Ensemble-based Uncertainty Quantification Method for Fractured Reservoirs

Omar Al-Hinai, Jing Ping, Mary F. Wheeler

Reservoir production management and optimization requires the characterization of the uncertainty in reservoir description. For fractured reservoirs, the connectivity of fracture distributions is crucial for predicting production characteristics. In this case, since the rock property fields are highly non-Gaussian, a method that combines vector-based level-set parameterization technique and ensemble Kalman filter (EnKF) or estimating fracture distributions is developed. The mimetic finite differences approach is utilized as forward model.

Mimetic finite differences approach

Modeling fluid flow through fracture networks is challenging due to the geometric characteristics of fractures. Subsurface fractures are thin inclusions with large surface areas that can intersect in random configurations. Using traditional hexahedral or tetrahedral mesh generation is not a tenable option, as it is difficult to maintain mesh quality and reasonable number elements. In addition, the context of uncertainty quantification adds further challenges. Correctly sampling realizations requires the ability to select uniformly from the space of possible configurations. This means that a very large space of possible fracture configurations is to be modeled without user intervention.

For these reasons, a different approach is needed. Our approach has been to circumvent traditional mesh generation by using methods that allow for general polyhedral elements. First, a baseline rectangular grid is generated over the computational domain. Then, using an in-house utility, simple polygon division operations incorporate the fracture into the mesh. The utility also allows for mesh quality enhancements through simple vertex shifting operations.  This produces a very fast and robust system for meshing complex fracture networks.

The meshes are then passed into Mimpy for forward modeling of the two-phase fluid system. Mimpy is a open source three dimensional implementation for solving two-phase flow equations through porous media.
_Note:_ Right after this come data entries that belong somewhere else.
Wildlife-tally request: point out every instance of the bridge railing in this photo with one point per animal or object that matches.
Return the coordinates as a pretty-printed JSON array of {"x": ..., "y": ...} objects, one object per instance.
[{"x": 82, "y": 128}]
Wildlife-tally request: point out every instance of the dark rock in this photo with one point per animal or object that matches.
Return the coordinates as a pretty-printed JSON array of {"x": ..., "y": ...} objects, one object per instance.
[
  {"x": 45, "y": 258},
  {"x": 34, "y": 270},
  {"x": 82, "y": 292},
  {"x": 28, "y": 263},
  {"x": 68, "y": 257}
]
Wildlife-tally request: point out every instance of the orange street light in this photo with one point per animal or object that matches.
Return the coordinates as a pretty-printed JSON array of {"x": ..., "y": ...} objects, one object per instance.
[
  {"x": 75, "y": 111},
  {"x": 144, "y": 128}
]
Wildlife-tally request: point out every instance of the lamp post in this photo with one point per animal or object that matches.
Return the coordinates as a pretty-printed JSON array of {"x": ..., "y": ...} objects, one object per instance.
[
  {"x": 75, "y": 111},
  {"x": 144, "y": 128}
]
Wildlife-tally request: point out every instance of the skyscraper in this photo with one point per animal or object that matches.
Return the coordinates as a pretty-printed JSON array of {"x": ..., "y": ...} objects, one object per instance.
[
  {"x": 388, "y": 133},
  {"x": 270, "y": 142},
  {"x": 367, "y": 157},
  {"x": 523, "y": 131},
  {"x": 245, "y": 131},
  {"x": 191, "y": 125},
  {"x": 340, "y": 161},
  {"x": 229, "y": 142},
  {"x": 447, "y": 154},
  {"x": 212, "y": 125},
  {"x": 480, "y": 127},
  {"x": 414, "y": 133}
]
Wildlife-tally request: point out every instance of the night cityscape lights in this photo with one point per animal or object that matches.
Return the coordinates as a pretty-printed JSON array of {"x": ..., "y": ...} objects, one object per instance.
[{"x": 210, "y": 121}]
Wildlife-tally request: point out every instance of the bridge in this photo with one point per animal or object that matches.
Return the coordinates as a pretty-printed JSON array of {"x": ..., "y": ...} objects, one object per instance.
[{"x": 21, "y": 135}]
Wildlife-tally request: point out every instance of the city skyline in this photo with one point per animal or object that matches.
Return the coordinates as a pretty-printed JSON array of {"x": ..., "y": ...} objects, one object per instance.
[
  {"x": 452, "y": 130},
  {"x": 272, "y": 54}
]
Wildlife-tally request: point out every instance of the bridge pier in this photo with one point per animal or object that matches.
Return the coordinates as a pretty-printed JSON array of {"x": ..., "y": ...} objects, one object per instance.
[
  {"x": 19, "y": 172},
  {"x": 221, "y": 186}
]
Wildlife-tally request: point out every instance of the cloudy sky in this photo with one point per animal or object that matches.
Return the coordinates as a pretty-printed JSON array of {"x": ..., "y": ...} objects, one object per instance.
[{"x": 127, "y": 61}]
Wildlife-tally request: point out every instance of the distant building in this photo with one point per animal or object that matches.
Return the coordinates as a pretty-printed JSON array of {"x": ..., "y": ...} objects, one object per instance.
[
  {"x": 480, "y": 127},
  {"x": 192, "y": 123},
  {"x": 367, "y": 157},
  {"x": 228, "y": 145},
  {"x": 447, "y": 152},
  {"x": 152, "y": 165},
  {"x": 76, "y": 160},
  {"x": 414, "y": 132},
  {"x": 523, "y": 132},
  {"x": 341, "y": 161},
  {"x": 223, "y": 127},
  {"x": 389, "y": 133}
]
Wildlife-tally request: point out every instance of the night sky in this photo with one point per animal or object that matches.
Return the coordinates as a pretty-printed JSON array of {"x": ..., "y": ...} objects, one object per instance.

Mimpy uses the Mimetic Finite Difference method, which is a conservative technique similar to the Mixed Finite Element method and the Finite Volume method.

Reference field for fractures and producers.

3D meshes

Parameterization using vector-based level-set method

For reservoirs with complex geology, a good estimation of the geological structures is very important for predicting and optimizing reservoir production. As the property fields of complex reservoirs are usually of bimodal or multimodal distributions, the Gaussian limitation is a major challenge for the application of the EnKF in the estimation of complex reservoirs [1, 2]. In order to improve the performance of the EnKF for highly non-Gaussian problems, we developed vector-based level-set parameterization method. The work is motivated by the method proposed in [3], in the sense that the level set function is applied as an indicator by which the facies fields can be transformed into smoother parameter fields. However, in the vector-based level set parameterization method, not only is the level set function used to describe the facies fields, a group of proper parameters combined with the level set function, which is called the parameter vector, is applied to depict complex shaped facies domains [4]. Compared to the original multimodal distributed parameters, the transformed parameters are in better agreement with the EnKF Gaussianity limitation, which can be updated using the standard EnKF. This approach is flexible. For different types of complex geology, different parameter vectors can be used to describe the features of the reservoirs appropriately.


We apply this method on a synthetic two-dimensional two-phase fractured reservoir. Figure 1 is the reference field with three main fractures. Figure 2 shows fracture realizations and water saturation profiles before and after updating. Figure 3 shows the matches of production data. After updating, the features of fracture distribution in reference field could be captured, and the matches of production data are more reliable.

In conclusion, the combination of mimetic finite differences approach, level-set parameterization and EnKF provides an effective solution to address the challenges in the history matching problem of highly non-Gaussian fractured reservoirs.

Figure 1. Reference field.

Figure 1. Reference field. Black lines denote fracture. Red points are producers. Green point denotes injector.

Fracture realizations and water saturation profiles

Figure 2. Fracture realizations and water saturation profiles (A) before and (B) after updating.

Oil production rate and water cut from well 1 before and after updating.

Figure 3. (A) oil production rate and (B) water cut from well 1 before and after updating. The red curves denote the responses computed with the reference field. The blue and black curves are the responses from fracture realizations before and after updating, and the green curves denote the average.


[1] Aanonsen, S. I., Nævdal, G., Oliver, D. S., Reynolds, A. C., and Vallès, B., 2009. The ensemble Kalman filter in reservoir engineering–a Review. SPE Journal, 14 (3): 393–412. doi:10.2118/117274-PA.
[2] Oliver, D. S., & Chen, Y., 2011. Recent progress on reservoir history matching: a review. Computational Geosciences, 15(1), 185-221.
[3] Chang, H., Zhang, D., and Lu, Z., 2010. History matching of facies distribution with the EnKF and level set parameterization. Journal of Computational Physics 229 (20), 8011–8030.
[4] Ping, J., & Zhang, D., 2013. History matching of fracture distributions by ensemble Kalman filter combined with vector based level set parameterization. Journal of Petroleum Science and Engineering, 108, 288-303.
This research has been presented at several conferences and is currently being prepared for publication.